British cars have more dignity when parked in a mittel European setting. American cars don’t fit into the landcape of the British Isles at all. How do these cars look in Scandinavia?
Here’s a 1972 or 1973 Buick Centurion, famous as Buick’s shortest-lived model. Behind it, some Denmark.
A learned reader will be able to precisely identify the year; my guesstimate is based on the grille design. It extends under the lamps (not for 1971) and explains why my ’84 Century did the same kind of thing (it didn’t work on the Century).
My considered opinion is that a US car fits right in to Scandinavia, especially the townscapes of Mid-Century Modern which this photo nearly is. The 1973 car would have been designed at the time when the International Style had reached its zenith. Isn’t it a peculiar irony that American cars at this time emerged from an utterly different set of references?
Modernism didn’t touch Detroit. The Buick is not very elaborate: one dramatic falling swage and a busy front end. In 1973 the Italians headed into sharp boxiness and the French followed. Mercedes toned down their Baroque and BMW kept it simple. However, as the Euros embraced less is more, the stylists in Detroit dived headlong into Victorian curlicues, especially on the interiors.
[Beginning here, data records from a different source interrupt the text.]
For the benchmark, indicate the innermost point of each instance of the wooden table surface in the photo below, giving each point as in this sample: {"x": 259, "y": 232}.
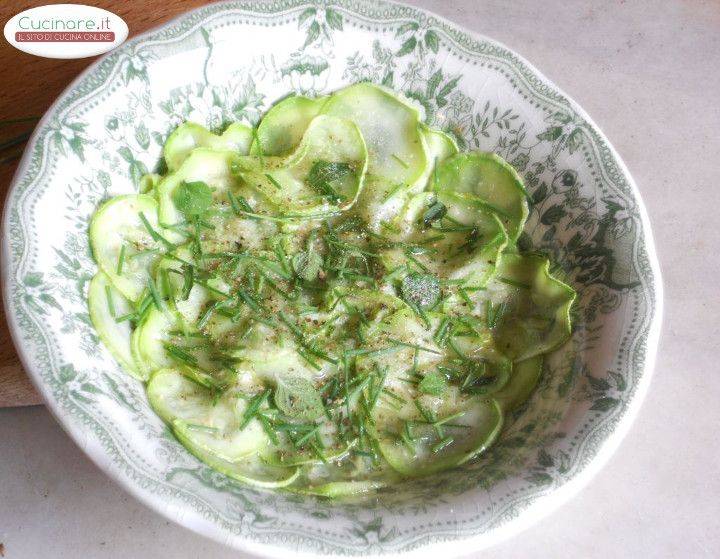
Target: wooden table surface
{"x": 31, "y": 84}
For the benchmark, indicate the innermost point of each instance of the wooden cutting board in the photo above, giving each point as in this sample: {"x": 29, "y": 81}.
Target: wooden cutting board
{"x": 31, "y": 84}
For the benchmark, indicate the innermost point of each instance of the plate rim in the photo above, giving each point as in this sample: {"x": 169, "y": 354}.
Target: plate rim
{"x": 542, "y": 505}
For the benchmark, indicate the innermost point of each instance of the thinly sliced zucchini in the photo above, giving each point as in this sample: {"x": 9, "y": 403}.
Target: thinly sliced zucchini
{"x": 213, "y": 167}
{"x": 305, "y": 457}
{"x": 250, "y": 471}
{"x": 212, "y": 425}
{"x": 189, "y": 135}
{"x": 323, "y": 176}
{"x": 382, "y": 201}
{"x": 282, "y": 128}
{"x": 338, "y": 489}
{"x": 107, "y": 304}
{"x": 123, "y": 245}
{"x": 524, "y": 378}
{"x": 429, "y": 452}
{"x": 148, "y": 341}
{"x": 390, "y": 126}
{"x": 488, "y": 182}
{"x": 536, "y": 317}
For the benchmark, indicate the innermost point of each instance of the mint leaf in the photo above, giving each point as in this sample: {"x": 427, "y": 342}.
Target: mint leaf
{"x": 296, "y": 397}
{"x": 192, "y": 198}
{"x": 435, "y": 211}
{"x": 433, "y": 383}
{"x": 327, "y": 177}
{"x": 420, "y": 290}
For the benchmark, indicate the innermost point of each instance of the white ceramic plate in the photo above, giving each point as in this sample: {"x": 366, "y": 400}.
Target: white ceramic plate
{"x": 230, "y": 61}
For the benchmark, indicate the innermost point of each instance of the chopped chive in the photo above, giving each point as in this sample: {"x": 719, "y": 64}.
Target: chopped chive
{"x": 269, "y": 431}
{"x": 111, "y": 304}
{"x": 443, "y": 443}
{"x": 415, "y": 261}
{"x": 391, "y": 194}
{"x": 121, "y": 260}
{"x": 253, "y": 408}
{"x": 155, "y": 294}
{"x": 415, "y": 346}
{"x": 514, "y": 283}
{"x": 206, "y": 428}
{"x": 273, "y": 180}
{"x": 179, "y": 354}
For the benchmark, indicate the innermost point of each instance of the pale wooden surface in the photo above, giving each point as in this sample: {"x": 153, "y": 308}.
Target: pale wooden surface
{"x": 30, "y": 85}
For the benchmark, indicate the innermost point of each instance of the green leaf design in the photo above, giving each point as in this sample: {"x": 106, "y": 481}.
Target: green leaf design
{"x": 448, "y": 87}
{"x": 333, "y": 18}
{"x": 126, "y": 154}
{"x": 407, "y": 47}
{"x": 33, "y": 279}
{"x": 312, "y": 34}
{"x": 193, "y": 198}
{"x": 433, "y": 383}
{"x": 142, "y": 136}
{"x": 50, "y": 300}
{"x": 540, "y": 194}
{"x": 433, "y": 83}
{"x": 604, "y": 404}
{"x": 307, "y": 265}
{"x": 307, "y": 14}
{"x": 575, "y": 140}
{"x": 206, "y": 36}
{"x": 405, "y": 27}
{"x": 432, "y": 41}
{"x": 76, "y": 145}
{"x": 136, "y": 170}
{"x": 388, "y": 80}
{"x": 551, "y": 134}
{"x": 553, "y": 214}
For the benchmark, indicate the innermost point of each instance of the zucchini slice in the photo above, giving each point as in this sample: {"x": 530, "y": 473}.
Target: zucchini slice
{"x": 190, "y": 135}
{"x": 323, "y": 176}
{"x": 390, "y": 126}
{"x": 428, "y": 451}
{"x": 106, "y": 305}
{"x": 488, "y": 182}
{"x": 250, "y": 470}
{"x": 210, "y": 425}
{"x": 123, "y": 245}
{"x": 338, "y": 489}
{"x": 524, "y": 378}
{"x": 382, "y": 201}
{"x": 213, "y": 167}
{"x": 148, "y": 341}
{"x": 536, "y": 316}
{"x": 282, "y": 128}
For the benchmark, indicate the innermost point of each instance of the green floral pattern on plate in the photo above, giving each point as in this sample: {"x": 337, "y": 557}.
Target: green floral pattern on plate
{"x": 106, "y": 131}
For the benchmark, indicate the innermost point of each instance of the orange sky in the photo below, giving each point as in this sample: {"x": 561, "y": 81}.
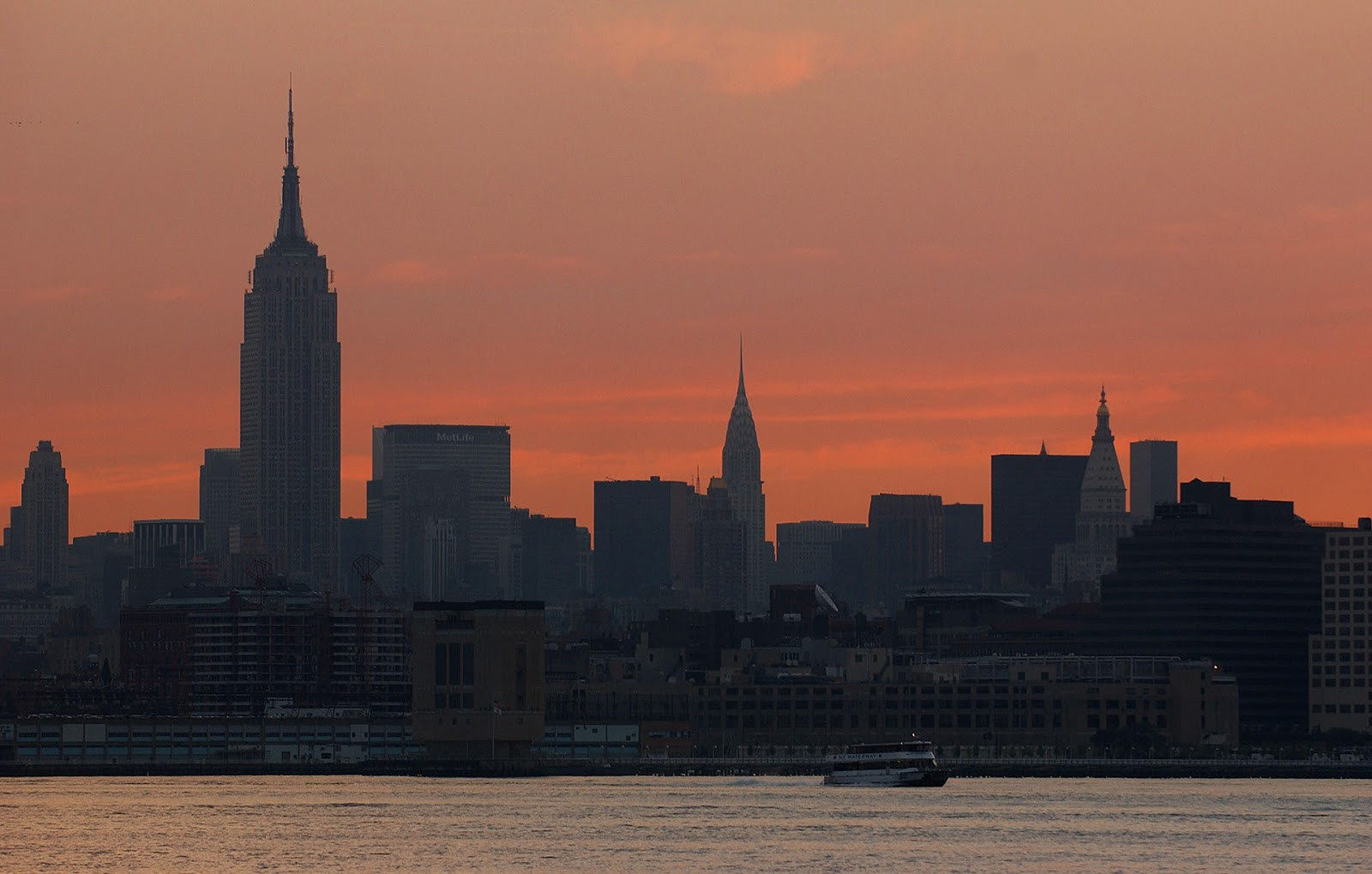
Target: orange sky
{"x": 939, "y": 226}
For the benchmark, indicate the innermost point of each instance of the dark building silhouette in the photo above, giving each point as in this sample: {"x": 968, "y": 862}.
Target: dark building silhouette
{"x": 806, "y": 551}
{"x": 220, "y": 501}
{"x": 1033, "y": 508}
{"x": 551, "y": 558}
{"x": 1102, "y": 519}
{"x": 43, "y": 521}
{"x": 645, "y": 539}
{"x": 168, "y": 542}
{"x": 1341, "y": 658}
{"x": 907, "y": 546}
{"x": 288, "y": 420}
{"x": 1232, "y": 581}
{"x": 720, "y": 552}
{"x": 441, "y": 503}
{"x": 102, "y": 562}
{"x": 741, "y": 473}
{"x": 1152, "y": 478}
{"x": 230, "y": 652}
{"x": 965, "y": 546}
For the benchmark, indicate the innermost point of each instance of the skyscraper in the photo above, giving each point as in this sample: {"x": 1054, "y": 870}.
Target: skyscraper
{"x": 645, "y": 539}
{"x": 1152, "y": 478}
{"x": 43, "y": 510}
{"x": 1033, "y": 508}
{"x": 220, "y": 500}
{"x": 439, "y": 500}
{"x": 288, "y": 423}
{"x": 1101, "y": 519}
{"x": 907, "y": 546}
{"x": 741, "y": 471}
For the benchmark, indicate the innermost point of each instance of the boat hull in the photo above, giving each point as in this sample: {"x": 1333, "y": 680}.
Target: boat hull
{"x": 903, "y": 777}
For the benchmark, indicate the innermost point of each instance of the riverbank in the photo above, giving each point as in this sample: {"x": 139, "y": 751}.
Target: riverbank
{"x": 1143, "y": 769}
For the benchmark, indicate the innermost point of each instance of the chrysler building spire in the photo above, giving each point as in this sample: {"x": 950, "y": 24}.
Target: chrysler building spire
{"x": 743, "y": 476}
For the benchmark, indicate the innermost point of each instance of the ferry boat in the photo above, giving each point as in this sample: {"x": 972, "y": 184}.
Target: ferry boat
{"x": 907, "y": 763}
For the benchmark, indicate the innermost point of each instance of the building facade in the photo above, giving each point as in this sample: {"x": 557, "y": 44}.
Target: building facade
{"x": 1341, "y": 654}
{"x": 741, "y": 471}
{"x": 1152, "y": 478}
{"x": 1102, "y": 519}
{"x": 439, "y": 501}
{"x": 288, "y": 419}
{"x": 907, "y": 546}
{"x": 645, "y": 539}
{"x": 168, "y": 542}
{"x": 43, "y": 521}
{"x": 1237, "y": 582}
{"x": 478, "y": 678}
{"x": 1033, "y": 507}
{"x": 220, "y": 501}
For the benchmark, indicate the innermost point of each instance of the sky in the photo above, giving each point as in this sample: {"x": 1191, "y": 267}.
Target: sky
{"x": 939, "y": 228}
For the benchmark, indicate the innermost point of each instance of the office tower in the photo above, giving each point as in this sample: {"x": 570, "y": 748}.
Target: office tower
{"x": 168, "y": 542}
{"x": 720, "y": 542}
{"x": 288, "y": 420}
{"x": 43, "y": 521}
{"x": 220, "y": 501}
{"x": 741, "y": 471}
{"x": 439, "y": 501}
{"x": 645, "y": 539}
{"x": 1152, "y": 478}
{"x": 965, "y": 546}
{"x": 1341, "y": 654}
{"x": 1101, "y": 521}
{"x": 1237, "y": 582}
{"x": 806, "y": 551}
{"x": 1033, "y": 508}
{"x": 545, "y": 558}
{"x": 907, "y": 542}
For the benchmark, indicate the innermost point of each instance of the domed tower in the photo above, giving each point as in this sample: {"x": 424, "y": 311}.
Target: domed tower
{"x": 1102, "y": 519}
{"x": 741, "y": 469}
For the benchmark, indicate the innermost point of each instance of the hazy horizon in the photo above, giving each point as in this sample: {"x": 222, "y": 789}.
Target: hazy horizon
{"x": 939, "y": 228}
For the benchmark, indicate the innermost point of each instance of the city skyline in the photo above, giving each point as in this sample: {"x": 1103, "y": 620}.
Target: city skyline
{"x": 587, "y": 295}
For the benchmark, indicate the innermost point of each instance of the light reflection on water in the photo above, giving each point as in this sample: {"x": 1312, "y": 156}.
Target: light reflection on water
{"x": 388, "y": 825}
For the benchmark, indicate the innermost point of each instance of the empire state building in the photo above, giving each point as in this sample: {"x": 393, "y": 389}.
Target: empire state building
{"x": 288, "y": 395}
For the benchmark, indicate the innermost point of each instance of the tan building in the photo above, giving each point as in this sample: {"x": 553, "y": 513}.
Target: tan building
{"x": 478, "y": 678}
{"x": 1341, "y": 659}
{"x": 1047, "y": 702}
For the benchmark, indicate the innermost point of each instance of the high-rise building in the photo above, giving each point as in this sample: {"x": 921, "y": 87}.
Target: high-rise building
{"x": 545, "y": 558}
{"x": 645, "y": 539}
{"x": 1341, "y": 654}
{"x": 220, "y": 501}
{"x": 720, "y": 537}
{"x": 1033, "y": 508}
{"x": 439, "y": 501}
{"x": 288, "y": 419}
{"x": 965, "y": 546}
{"x": 1237, "y": 582}
{"x": 907, "y": 546}
{"x": 741, "y": 471}
{"x": 43, "y": 521}
{"x": 1077, "y": 565}
{"x": 1152, "y": 478}
{"x": 168, "y": 542}
{"x": 806, "y": 551}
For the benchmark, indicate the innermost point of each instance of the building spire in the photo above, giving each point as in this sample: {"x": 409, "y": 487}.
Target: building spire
{"x": 741, "y": 370}
{"x": 290, "y": 126}
{"x": 290, "y": 226}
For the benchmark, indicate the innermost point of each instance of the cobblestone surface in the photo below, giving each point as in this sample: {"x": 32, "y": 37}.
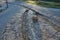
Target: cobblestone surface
{"x": 27, "y": 26}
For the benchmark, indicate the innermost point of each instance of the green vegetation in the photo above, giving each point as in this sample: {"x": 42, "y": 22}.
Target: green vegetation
{"x": 50, "y": 4}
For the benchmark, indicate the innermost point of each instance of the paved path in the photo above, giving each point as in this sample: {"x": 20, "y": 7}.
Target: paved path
{"x": 25, "y": 26}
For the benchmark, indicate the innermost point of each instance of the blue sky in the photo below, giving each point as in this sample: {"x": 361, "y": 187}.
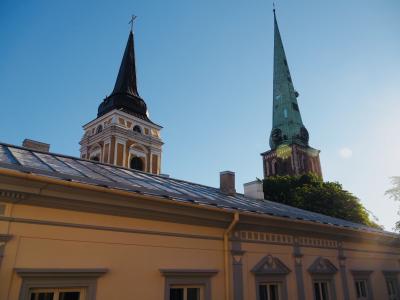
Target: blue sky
{"x": 205, "y": 72}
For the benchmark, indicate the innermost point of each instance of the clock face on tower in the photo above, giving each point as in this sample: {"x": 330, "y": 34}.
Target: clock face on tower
{"x": 276, "y": 136}
{"x": 304, "y": 134}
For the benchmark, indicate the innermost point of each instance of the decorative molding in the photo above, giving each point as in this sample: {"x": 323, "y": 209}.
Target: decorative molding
{"x": 314, "y": 242}
{"x": 107, "y": 228}
{"x": 188, "y": 272}
{"x": 270, "y": 265}
{"x": 322, "y": 266}
{"x": 277, "y": 238}
{"x": 12, "y": 195}
{"x": 271, "y": 269}
{"x": 361, "y": 273}
{"x": 391, "y": 273}
{"x": 263, "y": 237}
{"x": 4, "y": 238}
{"x": 56, "y": 273}
{"x": 237, "y": 256}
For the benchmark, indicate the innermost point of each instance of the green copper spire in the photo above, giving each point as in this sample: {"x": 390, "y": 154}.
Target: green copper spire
{"x": 287, "y": 126}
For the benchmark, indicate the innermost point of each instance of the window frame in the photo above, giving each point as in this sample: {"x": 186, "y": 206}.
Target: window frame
{"x": 58, "y": 291}
{"x": 280, "y": 280}
{"x": 185, "y": 277}
{"x": 392, "y": 275}
{"x": 186, "y": 287}
{"x": 271, "y": 269}
{"x": 330, "y": 282}
{"x": 363, "y": 275}
{"x": 59, "y": 279}
{"x": 322, "y": 269}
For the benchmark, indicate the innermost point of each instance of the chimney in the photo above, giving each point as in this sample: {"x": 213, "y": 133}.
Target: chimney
{"x": 35, "y": 145}
{"x": 227, "y": 182}
{"x": 254, "y": 189}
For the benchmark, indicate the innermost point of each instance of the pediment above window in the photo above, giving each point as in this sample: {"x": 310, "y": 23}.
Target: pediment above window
{"x": 270, "y": 265}
{"x": 322, "y": 266}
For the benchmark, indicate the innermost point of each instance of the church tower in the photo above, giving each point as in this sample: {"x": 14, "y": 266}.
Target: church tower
{"x": 122, "y": 134}
{"x": 290, "y": 152}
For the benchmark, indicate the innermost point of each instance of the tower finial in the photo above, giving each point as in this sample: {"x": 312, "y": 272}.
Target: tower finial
{"x": 133, "y": 18}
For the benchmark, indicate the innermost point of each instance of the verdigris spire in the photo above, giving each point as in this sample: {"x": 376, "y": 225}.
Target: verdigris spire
{"x": 125, "y": 95}
{"x": 287, "y": 126}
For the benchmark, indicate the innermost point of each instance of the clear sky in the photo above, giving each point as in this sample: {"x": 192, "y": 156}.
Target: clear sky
{"x": 205, "y": 72}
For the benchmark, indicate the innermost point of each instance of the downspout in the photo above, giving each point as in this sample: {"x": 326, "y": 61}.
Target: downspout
{"x": 226, "y": 254}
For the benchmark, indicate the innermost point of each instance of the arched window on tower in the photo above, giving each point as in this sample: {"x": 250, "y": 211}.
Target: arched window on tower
{"x": 99, "y": 129}
{"x": 137, "y": 163}
{"x": 137, "y": 129}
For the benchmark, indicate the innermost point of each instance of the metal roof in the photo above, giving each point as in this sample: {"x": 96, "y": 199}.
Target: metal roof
{"x": 94, "y": 173}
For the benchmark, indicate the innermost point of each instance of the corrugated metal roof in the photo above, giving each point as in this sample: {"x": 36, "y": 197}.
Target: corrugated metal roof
{"x": 94, "y": 173}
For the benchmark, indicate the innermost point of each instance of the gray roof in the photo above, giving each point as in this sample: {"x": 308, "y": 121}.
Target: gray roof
{"x": 89, "y": 172}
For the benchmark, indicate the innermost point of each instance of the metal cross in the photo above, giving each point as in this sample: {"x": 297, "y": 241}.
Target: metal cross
{"x": 132, "y": 20}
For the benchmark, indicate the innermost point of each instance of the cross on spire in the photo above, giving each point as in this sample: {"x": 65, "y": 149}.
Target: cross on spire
{"x": 133, "y": 18}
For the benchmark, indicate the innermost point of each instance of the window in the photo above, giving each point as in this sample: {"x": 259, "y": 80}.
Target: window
{"x": 269, "y": 291}
{"x": 392, "y": 284}
{"x": 322, "y": 272}
{"x": 362, "y": 286}
{"x": 321, "y": 290}
{"x": 58, "y": 284}
{"x": 137, "y": 128}
{"x": 99, "y": 129}
{"x": 57, "y": 294}
{"x": 361, "y": 289}
{"x": 270, "y": 276}
{"x": 186, "y": 293}
{"x": 137, "y": 163}
{"x": 187, "y": 284}
{"x": 392, "y": 289}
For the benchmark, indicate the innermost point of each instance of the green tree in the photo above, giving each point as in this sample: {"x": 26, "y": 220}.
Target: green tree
{"x": 309, "y": 192}
{"x": 394, "y": 193}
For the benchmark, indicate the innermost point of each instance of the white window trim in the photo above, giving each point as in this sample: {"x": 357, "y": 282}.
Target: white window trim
{"x": 59, "y": 278}
{"x": 194, "y": 277}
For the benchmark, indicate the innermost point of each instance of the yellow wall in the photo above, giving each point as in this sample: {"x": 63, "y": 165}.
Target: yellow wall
{"x": 134, "y": 259}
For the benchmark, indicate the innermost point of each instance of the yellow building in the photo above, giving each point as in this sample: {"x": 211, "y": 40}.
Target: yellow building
{"x": 108, "y": 226}
{"x": 76, "y": 229}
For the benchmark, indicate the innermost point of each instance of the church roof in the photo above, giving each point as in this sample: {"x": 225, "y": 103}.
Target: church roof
{"x": 69, "y": 168}
{"x": 287, "y": 125}
{"x": 125, "y": 94}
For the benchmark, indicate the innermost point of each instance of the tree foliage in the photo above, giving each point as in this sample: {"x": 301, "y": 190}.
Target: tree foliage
{"x": 394, "y": 193}
{"x": 309, "y": 192}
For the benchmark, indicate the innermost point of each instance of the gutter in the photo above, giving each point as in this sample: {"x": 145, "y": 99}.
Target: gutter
{"x": 130, "y": 194}
{"x": 226, "y": 254}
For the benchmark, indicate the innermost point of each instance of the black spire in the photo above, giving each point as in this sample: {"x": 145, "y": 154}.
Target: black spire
{"x": 125, "y": 95}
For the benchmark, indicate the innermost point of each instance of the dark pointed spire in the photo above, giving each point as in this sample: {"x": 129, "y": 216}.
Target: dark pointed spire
{"x": 287, "y": 125}
{"x": 126, "y": 80}
{"x": 125, "y": 95}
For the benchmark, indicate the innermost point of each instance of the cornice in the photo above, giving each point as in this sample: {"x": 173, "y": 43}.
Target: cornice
{"x": 61, "y": 194}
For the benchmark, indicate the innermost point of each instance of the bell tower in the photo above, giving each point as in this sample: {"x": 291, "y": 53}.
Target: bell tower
{"x": 290, "y": 152}
{"x": 122, "y": 134}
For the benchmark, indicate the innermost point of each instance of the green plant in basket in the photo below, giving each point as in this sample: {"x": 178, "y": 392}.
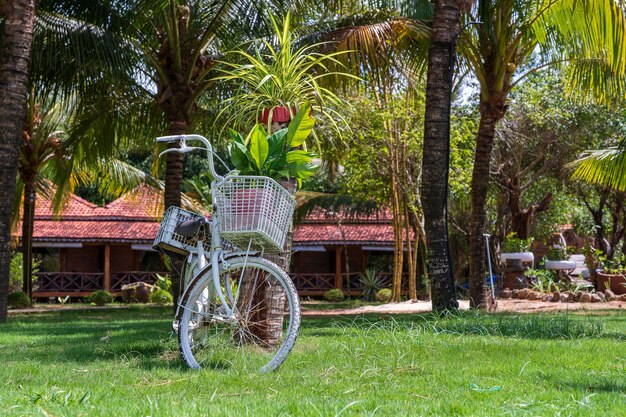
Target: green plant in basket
{"x": 513, "y": 244}
{"x": 278, "y": 155}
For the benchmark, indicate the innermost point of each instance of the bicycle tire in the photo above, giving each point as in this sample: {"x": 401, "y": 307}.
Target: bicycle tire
{"x": 253, "y": 338}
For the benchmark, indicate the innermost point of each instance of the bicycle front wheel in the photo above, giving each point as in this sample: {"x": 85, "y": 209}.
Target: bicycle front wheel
{"x": 260, "y": 332}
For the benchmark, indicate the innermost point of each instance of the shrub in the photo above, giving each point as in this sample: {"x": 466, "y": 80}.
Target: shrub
{"x": 513, "y": 244}
{"x": 100, "y": 297}
{"x": 161, "y": 297}
{"x": 164, "y": 282}
{"x": 334, "y": 295}
{"x": 383, "y": 295}
{"x": 18, "y": 299}
{"x": 371, "y": 281}
{"x": 137, "y": 292}
{"x": 16, "y": 274}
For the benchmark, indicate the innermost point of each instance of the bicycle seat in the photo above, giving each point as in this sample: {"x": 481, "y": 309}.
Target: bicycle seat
{"x": 190, "y": 228}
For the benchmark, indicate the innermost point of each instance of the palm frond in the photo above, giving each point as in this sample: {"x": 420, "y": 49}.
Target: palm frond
{"x": 606, "y": 167}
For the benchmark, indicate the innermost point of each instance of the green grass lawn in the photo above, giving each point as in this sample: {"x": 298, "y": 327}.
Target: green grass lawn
{"x": 124, "y": 362}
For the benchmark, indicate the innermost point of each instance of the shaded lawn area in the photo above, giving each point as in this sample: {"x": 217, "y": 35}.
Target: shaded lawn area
{"x": 125, "y": 363}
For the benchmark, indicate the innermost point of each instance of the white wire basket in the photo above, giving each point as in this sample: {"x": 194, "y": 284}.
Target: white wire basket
{"x": 168, "y": 239}
{"x": 255, "y": 211}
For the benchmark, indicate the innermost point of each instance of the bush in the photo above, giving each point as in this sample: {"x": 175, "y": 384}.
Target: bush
{"x": 161, "y": 297}
{"x": 334, "y": 295}
{"x": 371, "y": 281}
{"x": 100, "y": 297}
{"x": 16, "y": 274}
{"x": 383, "y": 295}
{"x": 18, "y": 299}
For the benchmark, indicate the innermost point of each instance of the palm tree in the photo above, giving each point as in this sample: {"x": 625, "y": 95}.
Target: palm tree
{"x": 19, "y": 18}
{"x": 436, "y": 151}
{"x": 519, "y": 37}
{"x": 606, "y": 167}
{"x": 44, "y": 161}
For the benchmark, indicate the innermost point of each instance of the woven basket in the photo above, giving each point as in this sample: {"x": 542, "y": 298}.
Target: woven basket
{"x": 168, "y": 239}
{"x": 254, "y": 211}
Wikipedia says the Centurion was promoted as a mid-level luxury car while the Wildcat it replaced offered a luxury/sporty character. Did customers really have such a finely calibrated sense of Buick’s line-up? The Centurion sat between the LeSabre and Electra. Most of the exterior is the same as on the LeSabre: so the Centurion can be seen as really an engine/trim package with a model name of its own.